Supplementary Order Paper No 169

No 169

House of Representatives

Supplementary Order Paper

Wednesday, 28 November 2018

Psychoactive Substances (Increasing Penalty for Supply and Distribution) Amendment Bill

Proposed amendment

Greg O’Connor, in Committee, to move the following amendment:

Clause 4

Replace clause 4 (page 1, lines 10 and 11) with:

4 Section 70 amended (Offences relating to psychoactive substance that is not approved product)

In section 70(3), replace paragraph (a) with:


in the case of an individual,—


to a term of imprisonment not exceeding 8 years; and


when sentencing under subparagraph (i), the court must have particular regard to the mental capabilities and degree of responsibility of the offender, including—


the family background of the offender:


the social background of the offender:


the educational background of the offender:


the cultural background of the offender:


the intellectual capabilities of the offender:

Explanatory note

This Supplementary Order Paper replaces clause 4 of the Psychoactive Substances (Increasing Penalty for Supply and Distribution) Amendment Bill, which amends section 70 of the Psychoactive Substances Act 2013.

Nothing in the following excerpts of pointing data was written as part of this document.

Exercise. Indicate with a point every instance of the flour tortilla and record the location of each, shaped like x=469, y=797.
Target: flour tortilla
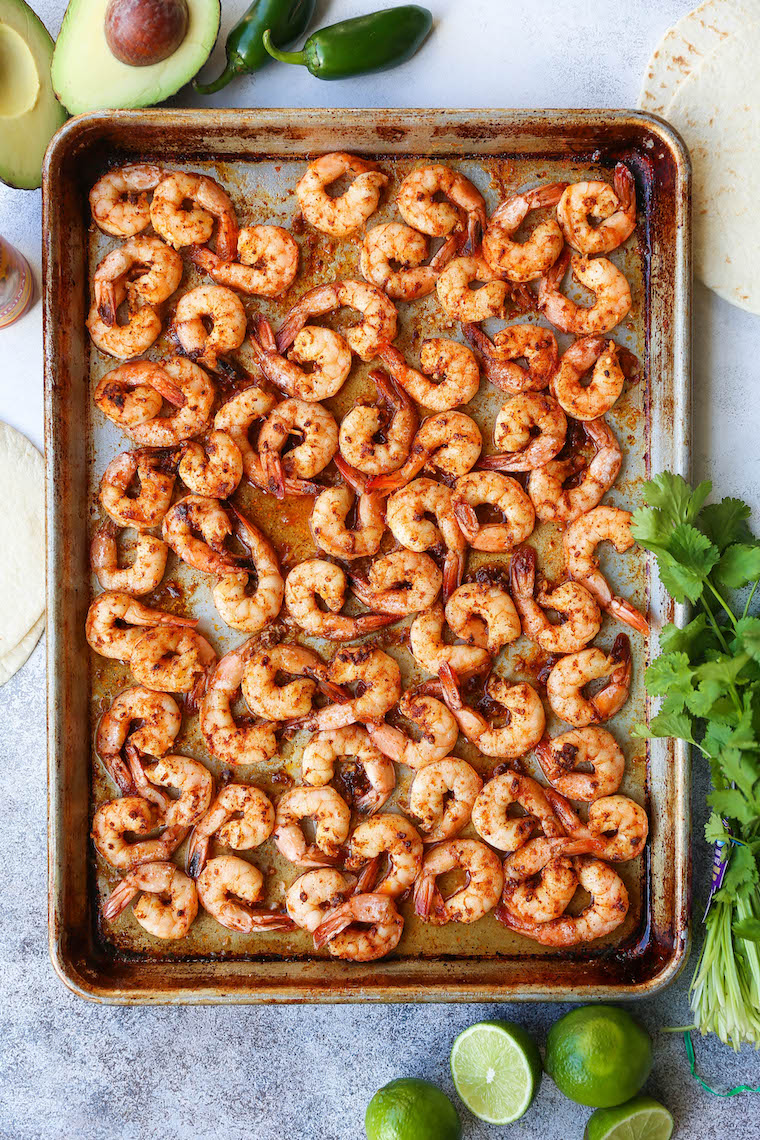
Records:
x=22, y=547
x=686, y=46
x=717, y=111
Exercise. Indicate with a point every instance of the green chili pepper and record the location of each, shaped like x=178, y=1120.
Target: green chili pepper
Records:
x=285, y=19
x=366, y=43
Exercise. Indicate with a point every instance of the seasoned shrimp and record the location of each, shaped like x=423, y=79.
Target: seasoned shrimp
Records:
x=483, y=615
x=132, y=815
x=242, y=817
x=449, y=374
x=521, y=703
x=392, y=258
x=594, y=399
x=438, y=729
x=523, y=261
x=441, y=797
x=120, y=201
x=568, y=678
x=228, y=888
x=492, y=821
x=209, y=203
x=407, y=518
x=169, y=901
x=492, y=489
x=325, y=749
x=561, y=759
x=449, y=444
x=145, y=571
x=331, y=815
x=221, y=309
x=227, y=740
x=362, y=929
x=579, y=542
x=324, y=350
x=341, y=216
x=611, y=288
x=397, y=839
x=532, y=343
x=581, y=619
x=108, y=615
x=419, y=203
x=212, y=469
x=556, y=503
x=376, y=438
x=470, y=903
x=528, y=432
x=612, y=208
x=378, y=316
x=268, y=262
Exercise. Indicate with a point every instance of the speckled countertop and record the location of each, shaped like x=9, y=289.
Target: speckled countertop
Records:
x=83, y=1072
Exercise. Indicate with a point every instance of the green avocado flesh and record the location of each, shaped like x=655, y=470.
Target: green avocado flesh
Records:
x=30, y=114
x=87, y=76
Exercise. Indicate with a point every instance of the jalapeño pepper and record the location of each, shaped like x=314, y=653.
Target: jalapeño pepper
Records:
x=354, y=47
x=286, y=21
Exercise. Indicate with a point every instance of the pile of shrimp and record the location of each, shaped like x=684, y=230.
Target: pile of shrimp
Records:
x=399, y=495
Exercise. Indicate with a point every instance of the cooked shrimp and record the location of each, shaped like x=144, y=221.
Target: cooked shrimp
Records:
x=145, y=571
x=556, y=503
x=492, y=821
x=528, y=432
x=483, y=615
x=612, y=295
x=227, y=740
x=579, y=542
x=521, y=703
x=449, y=374
x=181, y=226
x=325, y=749
x=580, y=613
x=491, y=488
x=612, y=208
x=377, y=930
x=566, y=681
x=378, y=316
x=331, y=815
x=470, y=903
x=532, y=343
x=441, y=797
x=565, y=760
x=120, y=201
x=376, y=438
x=523, y=261
x=169, y=901
x=341, y=216
x=407, y=518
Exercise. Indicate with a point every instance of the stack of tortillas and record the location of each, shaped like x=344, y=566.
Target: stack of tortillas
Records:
x=704, y=78
x=22, y=550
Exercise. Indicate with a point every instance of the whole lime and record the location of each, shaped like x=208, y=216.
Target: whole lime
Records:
x=411, y=1109
x=598, y=1056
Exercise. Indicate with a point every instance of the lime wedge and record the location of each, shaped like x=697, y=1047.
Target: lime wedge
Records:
x=496, y=1069
x=640, y=1118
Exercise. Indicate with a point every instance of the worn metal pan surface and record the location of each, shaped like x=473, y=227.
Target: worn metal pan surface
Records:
x=259, y=156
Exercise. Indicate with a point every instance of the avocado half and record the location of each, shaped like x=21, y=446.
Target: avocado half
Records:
x=88, y=76
x=30, y=114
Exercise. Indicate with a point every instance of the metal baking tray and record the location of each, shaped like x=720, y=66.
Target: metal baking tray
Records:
x=258, y=156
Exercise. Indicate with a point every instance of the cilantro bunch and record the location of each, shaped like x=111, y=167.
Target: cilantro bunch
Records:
x=708, y=675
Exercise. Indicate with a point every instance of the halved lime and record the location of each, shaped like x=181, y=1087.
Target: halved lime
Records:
x=640, y=1118
x=496, y=1069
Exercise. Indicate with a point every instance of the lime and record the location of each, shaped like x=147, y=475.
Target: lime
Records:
x=640, y=1118
x=496, y=1069
x=598, y=1056
x=411, y=1109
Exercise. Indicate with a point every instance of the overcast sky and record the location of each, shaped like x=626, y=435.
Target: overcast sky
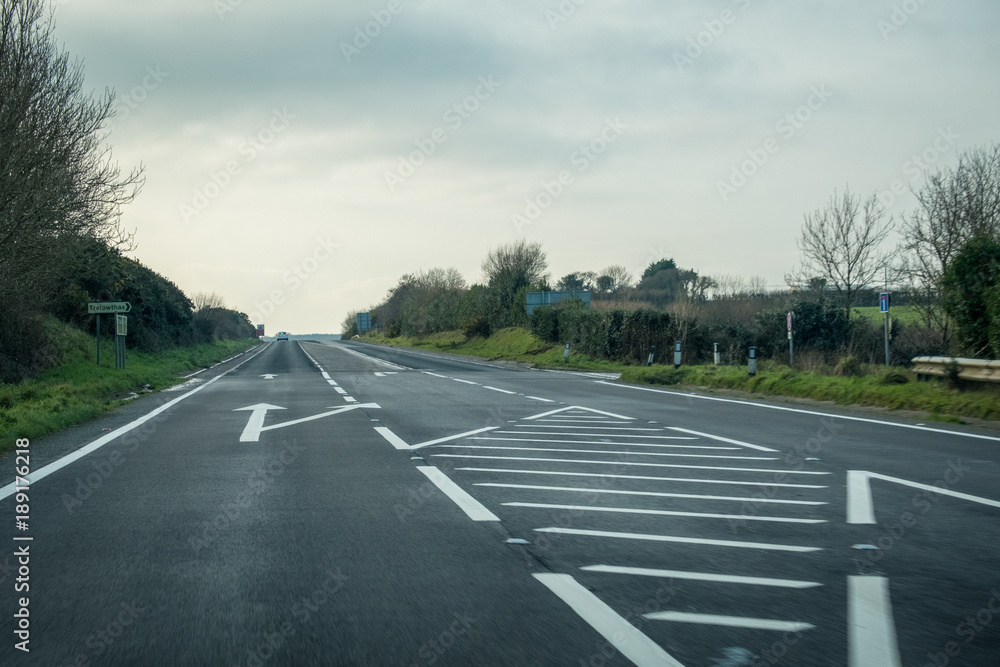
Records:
x=298, y=166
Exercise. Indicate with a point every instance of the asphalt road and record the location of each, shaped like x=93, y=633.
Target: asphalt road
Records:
x=344, y=504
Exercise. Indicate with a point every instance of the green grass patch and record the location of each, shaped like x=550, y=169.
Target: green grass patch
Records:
x=895, y=388
x=79, y=390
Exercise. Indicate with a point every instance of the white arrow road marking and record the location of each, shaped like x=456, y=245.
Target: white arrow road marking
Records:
x=256, y=422
x=255, y=426
x=860, y=508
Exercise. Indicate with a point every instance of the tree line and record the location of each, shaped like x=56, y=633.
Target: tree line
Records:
x=946, y=268
x=61, y=197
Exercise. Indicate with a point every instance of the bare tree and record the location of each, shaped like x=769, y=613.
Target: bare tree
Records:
x=841, y=244
x=954, y=206
x=57, y=179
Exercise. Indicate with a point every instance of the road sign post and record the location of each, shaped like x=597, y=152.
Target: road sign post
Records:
x=791, y=345
x=106, y=307
x=883, y=305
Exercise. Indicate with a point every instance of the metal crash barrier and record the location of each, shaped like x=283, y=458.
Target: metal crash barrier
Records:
x=976, y=370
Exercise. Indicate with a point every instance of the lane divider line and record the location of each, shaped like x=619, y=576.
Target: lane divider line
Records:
x=59, y=464
x=871, y=631
x=621, y=634
x=472, y=507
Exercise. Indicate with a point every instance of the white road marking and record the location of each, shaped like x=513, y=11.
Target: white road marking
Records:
x=576, y=407
x=393, y=439
x=871, y=631
x=647, y=477
x=472, y=507
x=653, y=494
x=859, y=498
x=604, y=442
x=621, y=634
x=806, y=412
x=610, y=435
x=599, y=451
x=721, y=439
x=679, y=540
x=628, y=463
x=693, y=515
x=452, y=437
x=61, y=463
x=603, y=428
x=251, y=432
x=702, y=576
x=730, y=621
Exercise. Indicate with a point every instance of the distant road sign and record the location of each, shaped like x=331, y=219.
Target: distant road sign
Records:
x=100, y=307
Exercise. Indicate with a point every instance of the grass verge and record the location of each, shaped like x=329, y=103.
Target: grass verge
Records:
x=895, y=390
x=80, y=390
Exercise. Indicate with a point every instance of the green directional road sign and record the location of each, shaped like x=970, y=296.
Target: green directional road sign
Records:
x=101, y=307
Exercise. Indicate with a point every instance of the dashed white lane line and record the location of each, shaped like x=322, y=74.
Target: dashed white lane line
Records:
x=678, y=539
x=621, y=634
x=605, y=442
x=702, y=576
x=730, y=621
x=783, y=485
x=692, y=515
x=871, y=631
x=651, y=494
x=629, y=463
x=393, y=439
x=599, y=451
x=472, y=507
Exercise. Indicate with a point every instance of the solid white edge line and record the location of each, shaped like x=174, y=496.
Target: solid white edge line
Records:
x=453, y=437
x=805, y=412
x=701, y=576
x=472, y=507
x=721, y=439
x=391, y=437
x=59, y=464
x=693, y=515
x=729, y=621
x=577, y=407
x=871, y=631
x=859, y=498
x=621, y=634
x=679, y=540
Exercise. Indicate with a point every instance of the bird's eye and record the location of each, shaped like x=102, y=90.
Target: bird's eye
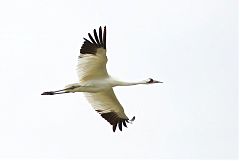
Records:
x=150, y=80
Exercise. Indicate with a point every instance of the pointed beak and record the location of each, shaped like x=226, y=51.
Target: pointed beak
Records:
x=154, y=81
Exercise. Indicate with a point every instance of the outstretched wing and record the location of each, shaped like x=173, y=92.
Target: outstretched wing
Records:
x=92, y=60
x=108, y=106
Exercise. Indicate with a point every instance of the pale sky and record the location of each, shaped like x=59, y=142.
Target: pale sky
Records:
x=189, y=45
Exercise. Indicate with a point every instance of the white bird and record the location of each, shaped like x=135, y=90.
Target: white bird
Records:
x=95, y=82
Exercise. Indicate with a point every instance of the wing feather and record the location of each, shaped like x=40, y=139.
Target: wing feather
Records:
x=93, y=59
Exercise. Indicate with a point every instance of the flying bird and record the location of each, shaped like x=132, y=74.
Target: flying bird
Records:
x=95, y=82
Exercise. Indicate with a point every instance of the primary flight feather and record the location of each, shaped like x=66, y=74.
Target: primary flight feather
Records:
x=95, y=82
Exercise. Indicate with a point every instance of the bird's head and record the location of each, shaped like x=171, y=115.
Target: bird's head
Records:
x=151, y=81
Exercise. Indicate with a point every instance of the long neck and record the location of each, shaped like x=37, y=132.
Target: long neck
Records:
x=121, y=83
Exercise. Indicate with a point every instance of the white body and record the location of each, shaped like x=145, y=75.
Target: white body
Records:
x=95, y=82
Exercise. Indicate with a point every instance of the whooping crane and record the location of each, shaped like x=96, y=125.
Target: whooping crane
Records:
x=95, y=82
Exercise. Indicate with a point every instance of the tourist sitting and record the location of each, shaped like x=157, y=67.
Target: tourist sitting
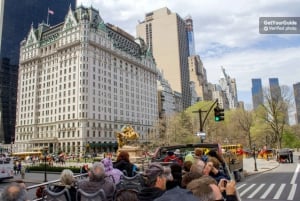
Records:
x=98, y=181
x=155, y=182
x=123, y=163
x=171, y=157
x=14, y=192
x=68, y=181
x=110, y=171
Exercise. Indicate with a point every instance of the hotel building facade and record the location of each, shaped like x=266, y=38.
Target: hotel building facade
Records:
x=81, y=81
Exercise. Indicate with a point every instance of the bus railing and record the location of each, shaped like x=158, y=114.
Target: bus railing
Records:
x=34, y=187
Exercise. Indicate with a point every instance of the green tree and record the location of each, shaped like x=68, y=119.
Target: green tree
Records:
x=277, y=101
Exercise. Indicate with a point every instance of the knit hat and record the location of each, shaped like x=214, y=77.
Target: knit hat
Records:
x=107, y=164
x=176, y=194
x=155, y=169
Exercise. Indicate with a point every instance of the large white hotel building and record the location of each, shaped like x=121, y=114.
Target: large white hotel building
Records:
x=80, y=81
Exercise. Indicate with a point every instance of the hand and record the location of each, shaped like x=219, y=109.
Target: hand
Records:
x=222, y=185
x=230, y=188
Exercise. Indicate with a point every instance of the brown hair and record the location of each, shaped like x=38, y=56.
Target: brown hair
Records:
x=123, y=155
x=188, y=177
x=198, y=152
x=215, y=161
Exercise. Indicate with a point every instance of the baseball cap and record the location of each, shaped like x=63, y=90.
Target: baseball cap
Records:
x=155, y=169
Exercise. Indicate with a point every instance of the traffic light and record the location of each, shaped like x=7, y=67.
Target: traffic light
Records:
x=219, y=114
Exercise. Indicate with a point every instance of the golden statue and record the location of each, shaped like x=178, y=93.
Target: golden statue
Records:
x=127, y=133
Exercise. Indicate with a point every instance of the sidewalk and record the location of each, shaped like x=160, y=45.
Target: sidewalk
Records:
x=261, y=164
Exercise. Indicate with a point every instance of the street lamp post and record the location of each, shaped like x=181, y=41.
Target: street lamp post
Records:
x=45, y=166
x=254, y=157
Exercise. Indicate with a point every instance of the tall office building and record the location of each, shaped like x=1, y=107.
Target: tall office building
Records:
x=16, y=17
x=275, y=90
x=198, y=77
x=228, y=85
x=257, y=93
x=297, y=100
x=80, y=81
x=190, y=35
x=165, y=33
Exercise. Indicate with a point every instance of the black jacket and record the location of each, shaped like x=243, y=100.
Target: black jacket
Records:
x=150, y=193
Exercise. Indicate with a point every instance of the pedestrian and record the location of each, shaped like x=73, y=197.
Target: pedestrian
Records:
x=67, y=181
x=14, y=192
x=23, y=170
x=19, y=167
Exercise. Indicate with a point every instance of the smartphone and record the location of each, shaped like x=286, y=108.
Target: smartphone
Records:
x=225, y=183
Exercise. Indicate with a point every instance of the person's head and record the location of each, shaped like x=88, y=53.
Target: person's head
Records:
x=170, y=153
x=188, y=177
x=14, y=192
x=155, y=176
x=202, y=189
x=215, y=161
x=197, y=166
x=108, y=165
x=97, y=172
x=21, y=183
x=123, y=155
x=126, y=195
x=187, y=165
x=208, y=167
x=198, y=152
x=67, y=177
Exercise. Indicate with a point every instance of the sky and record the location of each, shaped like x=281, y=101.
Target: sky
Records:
x=226, y=34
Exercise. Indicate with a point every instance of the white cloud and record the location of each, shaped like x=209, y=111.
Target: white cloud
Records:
x=226, y=34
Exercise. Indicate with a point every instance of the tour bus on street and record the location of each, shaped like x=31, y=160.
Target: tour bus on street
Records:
x=6, y=169
x=184, y=149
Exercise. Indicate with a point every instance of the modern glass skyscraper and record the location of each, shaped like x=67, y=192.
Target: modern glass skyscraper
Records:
x=17, y=17
x=297, y=101
x=165, y=34
x=257, y=92
x=190, y=35
x=275, y=90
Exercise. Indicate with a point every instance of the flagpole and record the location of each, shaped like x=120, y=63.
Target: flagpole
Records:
x=48, y=16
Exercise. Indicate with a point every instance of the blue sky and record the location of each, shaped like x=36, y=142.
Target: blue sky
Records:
x=226, y=34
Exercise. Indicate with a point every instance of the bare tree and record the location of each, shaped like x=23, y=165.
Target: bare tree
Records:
x=276, y=104
x=244, y=122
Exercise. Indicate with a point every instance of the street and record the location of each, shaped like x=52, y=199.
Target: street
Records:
x=277, y=184
x=272, y=181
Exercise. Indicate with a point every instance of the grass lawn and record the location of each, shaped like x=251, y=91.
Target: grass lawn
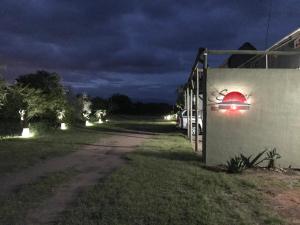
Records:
x=14, y=206
x=164, y=183
x=17, y=153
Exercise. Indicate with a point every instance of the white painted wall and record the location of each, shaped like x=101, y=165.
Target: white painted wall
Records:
x=272, y=121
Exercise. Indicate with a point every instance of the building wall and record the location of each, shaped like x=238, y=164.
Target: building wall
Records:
x=272, y=121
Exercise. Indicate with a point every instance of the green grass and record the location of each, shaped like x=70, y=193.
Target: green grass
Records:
x=164, y=183
x=17, y=153
x=14, y=206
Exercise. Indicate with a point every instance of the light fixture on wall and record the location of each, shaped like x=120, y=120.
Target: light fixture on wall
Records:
x=232, y=101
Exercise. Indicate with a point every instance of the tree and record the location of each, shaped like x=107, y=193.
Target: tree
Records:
x=85, y=104
x=47, y=84
x=26, y=102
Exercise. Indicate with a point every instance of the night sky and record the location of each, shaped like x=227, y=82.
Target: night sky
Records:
x=142, y=48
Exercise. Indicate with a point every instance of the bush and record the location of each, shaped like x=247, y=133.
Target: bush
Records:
x=241, y=162
x=235, y=165
x=272, y=156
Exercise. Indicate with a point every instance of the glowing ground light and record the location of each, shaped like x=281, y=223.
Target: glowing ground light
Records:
x=26, y=133
x=63, y=126
x=88, y=124
x=233, y=101
x=168, y=117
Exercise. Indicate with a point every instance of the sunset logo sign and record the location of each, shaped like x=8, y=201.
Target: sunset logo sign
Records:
x=232, y=101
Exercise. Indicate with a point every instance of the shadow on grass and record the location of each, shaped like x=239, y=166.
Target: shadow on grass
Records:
x=180, y=156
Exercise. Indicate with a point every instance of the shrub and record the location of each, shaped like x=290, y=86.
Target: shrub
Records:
x=272, y=156
x=235, y=165
x=250, y=163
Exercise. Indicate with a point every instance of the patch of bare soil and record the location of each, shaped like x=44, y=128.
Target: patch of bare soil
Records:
x=287, y=204
x=93, y=162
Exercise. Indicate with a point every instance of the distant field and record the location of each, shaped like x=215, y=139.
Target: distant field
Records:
x=164, y=183
x=17, y=153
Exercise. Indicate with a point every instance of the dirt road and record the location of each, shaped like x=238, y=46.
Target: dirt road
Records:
x=92, y=162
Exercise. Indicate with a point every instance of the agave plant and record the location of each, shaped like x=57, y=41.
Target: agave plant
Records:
x=235, y=165
x=272, y=156
x=250, y=163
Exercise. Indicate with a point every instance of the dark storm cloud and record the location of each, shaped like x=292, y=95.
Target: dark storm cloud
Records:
x=88, y=42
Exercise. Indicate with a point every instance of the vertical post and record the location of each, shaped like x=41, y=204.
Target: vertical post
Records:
x=191, y=115
x=188, y=112
x=197, y=111
x=185, y=102
x=204, y=88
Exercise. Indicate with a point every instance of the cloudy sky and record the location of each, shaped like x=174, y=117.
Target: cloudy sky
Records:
x=142, y=48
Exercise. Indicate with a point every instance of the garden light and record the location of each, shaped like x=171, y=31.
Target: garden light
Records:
x=88, y=124
x=26, y=133
x=63, y=126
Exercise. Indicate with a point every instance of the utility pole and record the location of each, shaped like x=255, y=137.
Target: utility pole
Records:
x=197, y=111
x=191, y=114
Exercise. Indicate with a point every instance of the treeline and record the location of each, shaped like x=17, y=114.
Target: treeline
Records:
x=41, y=98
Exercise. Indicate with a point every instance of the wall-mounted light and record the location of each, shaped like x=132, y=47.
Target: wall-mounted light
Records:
x=232, y=101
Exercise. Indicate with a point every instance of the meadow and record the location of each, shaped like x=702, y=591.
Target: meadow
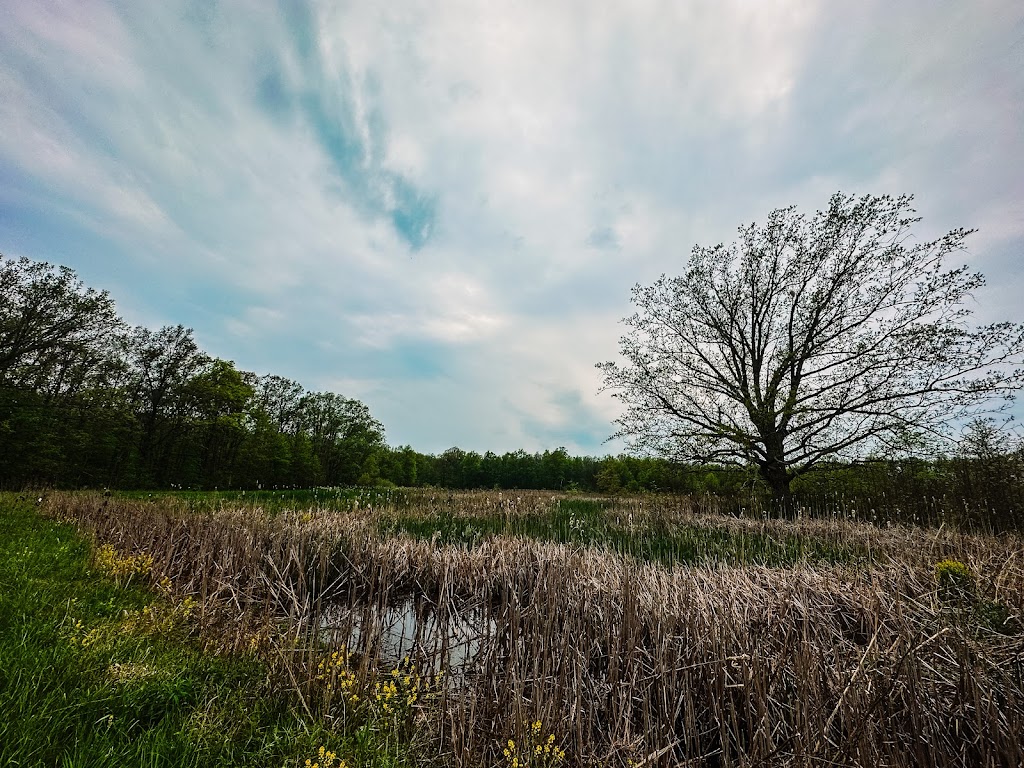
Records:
x=540, y=629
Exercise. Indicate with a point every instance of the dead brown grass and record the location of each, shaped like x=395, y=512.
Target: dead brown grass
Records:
x=625, y=660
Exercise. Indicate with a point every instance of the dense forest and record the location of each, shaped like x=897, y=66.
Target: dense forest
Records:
x=88, y=400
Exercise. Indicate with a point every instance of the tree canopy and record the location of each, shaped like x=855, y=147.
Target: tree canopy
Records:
x=87, y=400
x=810, y=338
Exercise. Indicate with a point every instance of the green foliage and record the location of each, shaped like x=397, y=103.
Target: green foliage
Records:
x=96, y=671
x=592, y=522
x=955, y=581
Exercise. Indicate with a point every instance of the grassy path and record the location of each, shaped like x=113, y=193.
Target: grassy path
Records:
x=98, y=672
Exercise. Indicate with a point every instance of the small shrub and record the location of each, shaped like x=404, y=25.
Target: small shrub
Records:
x=954, y=580
x=122, y=567
x=537, y=752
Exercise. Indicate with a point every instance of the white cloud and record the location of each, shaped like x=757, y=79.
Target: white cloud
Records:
x=568, y=151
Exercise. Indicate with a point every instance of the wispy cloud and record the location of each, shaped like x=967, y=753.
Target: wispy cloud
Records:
x=440, y=208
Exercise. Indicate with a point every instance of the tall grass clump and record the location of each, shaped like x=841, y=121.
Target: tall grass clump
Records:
x=594, y=617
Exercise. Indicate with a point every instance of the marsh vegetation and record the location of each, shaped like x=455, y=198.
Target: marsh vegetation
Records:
x=636, y=630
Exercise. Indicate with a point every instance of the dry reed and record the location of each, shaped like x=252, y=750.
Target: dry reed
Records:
x=627, y=662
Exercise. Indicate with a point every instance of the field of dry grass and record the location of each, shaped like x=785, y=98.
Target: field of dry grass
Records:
x=646, y=631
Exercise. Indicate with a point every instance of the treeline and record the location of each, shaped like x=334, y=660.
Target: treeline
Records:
x=86, y=399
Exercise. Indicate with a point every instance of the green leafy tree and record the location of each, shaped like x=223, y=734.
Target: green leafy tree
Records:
x=810, y=338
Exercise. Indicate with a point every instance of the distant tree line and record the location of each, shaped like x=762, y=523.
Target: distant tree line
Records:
x=86, y=399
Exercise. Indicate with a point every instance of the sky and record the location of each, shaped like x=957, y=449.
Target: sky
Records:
x=440, y=208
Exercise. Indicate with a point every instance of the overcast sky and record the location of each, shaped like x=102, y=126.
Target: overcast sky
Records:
x=440, y=208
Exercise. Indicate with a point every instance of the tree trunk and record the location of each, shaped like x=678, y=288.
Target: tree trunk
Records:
x=778, y=479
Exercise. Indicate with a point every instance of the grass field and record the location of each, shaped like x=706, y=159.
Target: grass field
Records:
x=536, y=629
x=99, y=669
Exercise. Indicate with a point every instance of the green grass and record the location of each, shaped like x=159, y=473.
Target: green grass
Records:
x=275, y=501
x=84, y=684
x=588, y=522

This addresses the issue of sentencing guidance for judges by recognising that in many cases a high penalty will not serve any useful purpose in terms of deterrence, rehabilitation, or reintegration. In some cases, the conduct of the offender will be heavily influenced by the fact that, due to deeply embedded predispositions, they lack judgment and a degree of self-control, and may make poor decisions. This may be due to limited mental capability and diminished responsibility of the offender due to family, social, educational, and cultural background . Accordingly, under this amendment the court will be able to reserve very high sentences for those exceedingly rare cases where it may serve some useful purpose.

The deaths and harm caused by synthetic drugs are extremely disturbing to the public, and our legislation must reflect this level of concern. However, in many cases the people supplying these substances are themselves being victimised by others higher up the supply chain. In many cases the low-level suppliers will have limited capacity, possibly being of low intelligence, mentally unwell, or having a background that makes discerning and following a correct course of conduct more difficult. Such matters need to be taken into account in sentencing.